Homeomorphisms Between Topological Spaces

# Homeomorphisms Between Topological Spaces

Definition: Let $E$ and $F$ be topological spaces. A Homeomorphism between $E$ and $F$ is a bijective function $f : E \to F$ such that both $f$ and $f^{-1}$ are continuous. If such a homeomorphism between $E$ and $F$ exists, then $E$ and $F$ are said to be Homeomorphic. |

Proposition 1: Let $E$ and $F$ be topological spaces and let $A \subseteq E$. Suppose that $f : E \to F$ is a homeomorphism. Then:(1) $f(\mathrm{int}(A)) = \mathrm{int} (f(A))$.(2) $f(\overline{A}) = \overline{f(A)}$. |

**Proof of (1):**Let $y \in f(\mathrm{int}(A))$. Then there exists an $x \in \mathrm{int}(A)$ with $f(x) = y$. Let $U$ be an open set in $E$ such that $x \in E \subseteq A$. Then $f(x) \in f(E) \subseteq f(A)$. But since $f$ is a homeomorphism, $f$ is an open map, and since $E$ is open, so if $f(E)$. Thus $f(x) \in \mathrm{int} (f(A))$.
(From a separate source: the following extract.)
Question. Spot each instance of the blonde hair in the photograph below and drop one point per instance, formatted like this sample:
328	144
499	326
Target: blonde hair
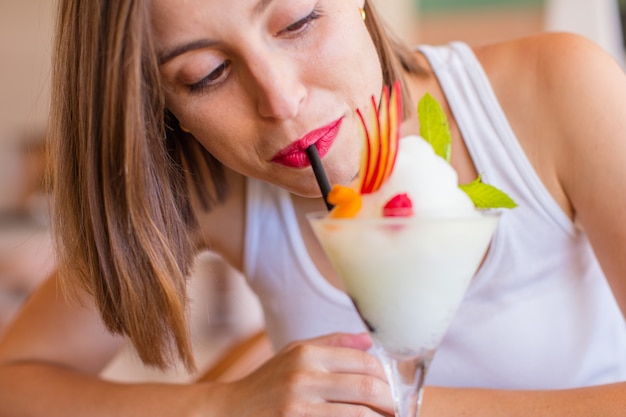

- Now let $y \in \mathrm{int} f(A)$. Then there exists an open set $V$ in $F$ with $y \in F \subseteq f(A)$. So $f^{-1}(y) \in f^{-1}(F) \subseteq A$. But since $f$ is a homeomorphism, $f$ is continuous, and thus $f^{-1}(F)$ is an open set, which shows that $f^{-1}(y) \in \mathrm{int} (A)$. Thus $y \in f(\mathrm{int}(A))$

- So we conclude that $f(\mathrm{int}(A)) = \mathrm{int} (f(A))$. $\blacksquare$

**Proof of (2):**Let $y \in f(\overline{A})$. Let $V_y$ be a neighbourhood of $y$. Then there exists an open set $U_y$ such that $y \in U_y \subseteq V_y$. Then $f^{-1}(y) \in f^{-1}(U_y) \subseteq f^{-1}(V_y)$. Since $f$ is continuous, $f^{-1}(U_y)$ is an open set and thus $f^{-1}(V_y)$ is a neighbourhood of $f^{-1}(y)$. But since $y \in f(\overline{A})$ we have that $f^{-1}(y) \in \overline{A}$ and so:

\begin{align} \quad f^{-1}(V_y) \cap A \neq \emptyset \end{align}

- Hence $V_y \cap f(A) \neq \emptyset$. Since this holds true for all neighbourhoods $V_y$ of $y$ in $F$, we have that $y \in \overline{f(A)}$.

- Now let $y \in \overline{f(A)}$. Let $V_y$ be a neighbourhood of $f^{-1}(y)$. Then there exists an open set $U_y$ in $E$ such that $f^{-1}(y) \in U_y \subseteq V_y$. Since $f$ is an open map, $f(U_y)$ is an open set. So $y \in f(U_y) \subseteq f(V_y)$. Thus $f(V_y)$ is a neighbourhood of $y$. Since $y \in \overline{f(A)}$ we have that:

\begin{align} \quad f(V_y) \cap f(A) \neq \emptyset \end{align}

- Therefore $V_y \cap A \neq \emptyset$. Since this holds true for all neighbourhoods $V_y$ of $f^{-1}(y)$ in $E$, we have that $f^{-1}(y) \in \overline{A}$. Thus $y \in f(\overline{A})$.

- So we conclude that $f(\overline{A}) = \overline{f(A)}$. $\blacksquare$

Proposition 2: Let $E$ and $F$ be topological spaces. Suppose that $E$ and $F$ are homeomorphic. Then:(1) $E$ is Hausdorff if and only if $F$ is Hausdorff.(2) $E$ is first countable if and only if $F$ is first countable. |